Xavier Díez de Urdanivia

Recuerdo bien que, en los primeros días de su sexenio, el presidente Salinas declaró que ajustaría todos sus actos a la Constitución, para rematar diciendo -palabras más, palabras menos- que por eso había mandado ya una iniciativa de reformas constitucionales al Congreso de la Unión.

Ese incidente proporcionó material inmejorable para ilustrar lo que NO es, en sustancia, el “estado de derecho”: aquel en el que se gobierna conforme a las leyes previamente establecidas, no conforme a los intereses del gobernante.

Hoy, que desde las sedicentes antípodas políticas e ideológicas se vuelve a oír esa voz, no puede menos que provocar desánimo entre quienes, de buena fe y esperanzados, creyeron que existiría una transformación propicia a la justicia y la democracia con el cambio de Gobierno.

Jano, en estos tiempos, parece haber prescindido de la cara que mira al futuro, para ver nada más a un pasado del que, además, se recogen las prácticas menos propicias para el desarrollo integral del país, de manera más justa y segura, para que sea capaz, en los hechos, de resolver sus graves problemas internos y planear para bien su futuro, pero también de insertarse con dignidad al rejuego mundial de los intercambios sociales, culturales, económicos y de todo tipo.

El desánimo se convierte en preocupación, para esos simpatizantes y para quienes no lo son, cuando se piensa en la posibilidad de que pudiera cambiarse la constitución a capricho, como lo ha advertido el Presidente, con la consabida alusión a “lo que el pueblo decida”, mostrando seguridad en que en las próximas elecciones su partido asegurará, más contundentemente, las mayorías necesaria -tres cuartas partes de los miembros presentes del Congreso de la Unión y la mayoría de las legislaturas locales- para hacer las modificaciones que juzgue pertinentes.

Quienes se han manifestado abiertamente por la opción contraria, harían bien en considerar que, para arrebatar el control parlamentario sería necesaria una mayoría claramente configurada y con proyectos compatibles, porque de otra manera verían repetirse lo que ya sucede: mayorías calificadas sería fácilmente alcanzables por la suma de los partidos afines al mayoritario y aun de otros.

Es verdad que hay compromisos internacionales que no podrían quebrantarse sin responsabilidad jurídica y graves consecuencias políticas para México, además de derechos fundamentales que no podrían suprimirse de un plumazo.

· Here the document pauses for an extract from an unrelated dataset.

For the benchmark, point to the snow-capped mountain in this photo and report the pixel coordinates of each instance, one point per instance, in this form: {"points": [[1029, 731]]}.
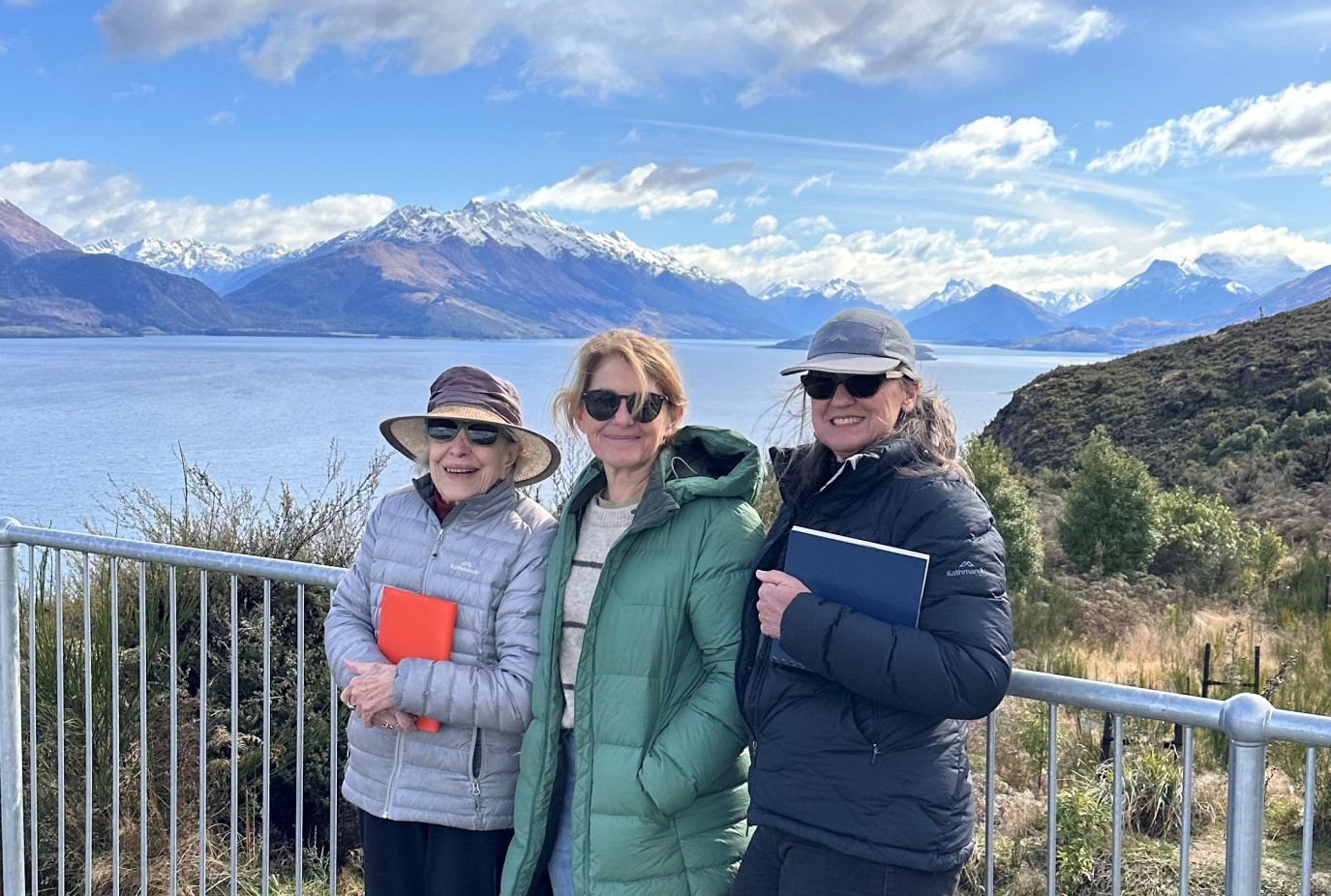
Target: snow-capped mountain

Así y todo, el empecinamiento obcecado puede intentar lo imposible y empeñarse en llevar adelante sus pretensiones, por muy cuesta arriba y a contracorriente que pudieran parecer, y es ahí que radica el motivo de preocupación, muy actual, porque a la postre serían, otra vez, los menos afortunados quienes más padecerían si se desatienden la prudencia y la sensatez en el Gobierno.

Una nueva Constitución, en todo caso, no bastaría para satisfacer las apetencias de quien gobierna, porque ya se ha visto que las estructuras jurídicas, lejos de ser vistas como soporte y cauce, le estorban.

La Constitución y las leyes no representan impedimento alguno para llevar a cabo las determinaciones de quien ya un día proclamó, mientras gobernaba la Ciudad de México, que no le importaba la ley, sino la justicia, aquella, por supuesto, ajustada a su perspectiva.

Hay que asumir que el proyecto de quien ha mandado “al diablo las instituciones” es puramente político, y que el derecho le estorba.

Va adelantando en lo suyo a paso firme, mientras el debate cotidiano se ve enredado en los tópicos concretos que de propia voz fija en la agenda de cada día desde sus matutinas conferencias de prensa.

No sé si juegue ajedrez, pero sus movimientos parecen garlitos eficazmente empleados para distraer al contrincante, mientras él sigue en lo suyo, avanzando consistentemente hacia el jaque mate que lo ubicaría, en su propia visión, en los Campos Elíseos donde habitan los ídolos patrios a quienes, según expresa con consistencia, intenta emular.

Que a la postre lo logre o fracase, es cuestión diferente, pero es un hecho que dará la pelea; el país, entretanto, podría quedar devastado.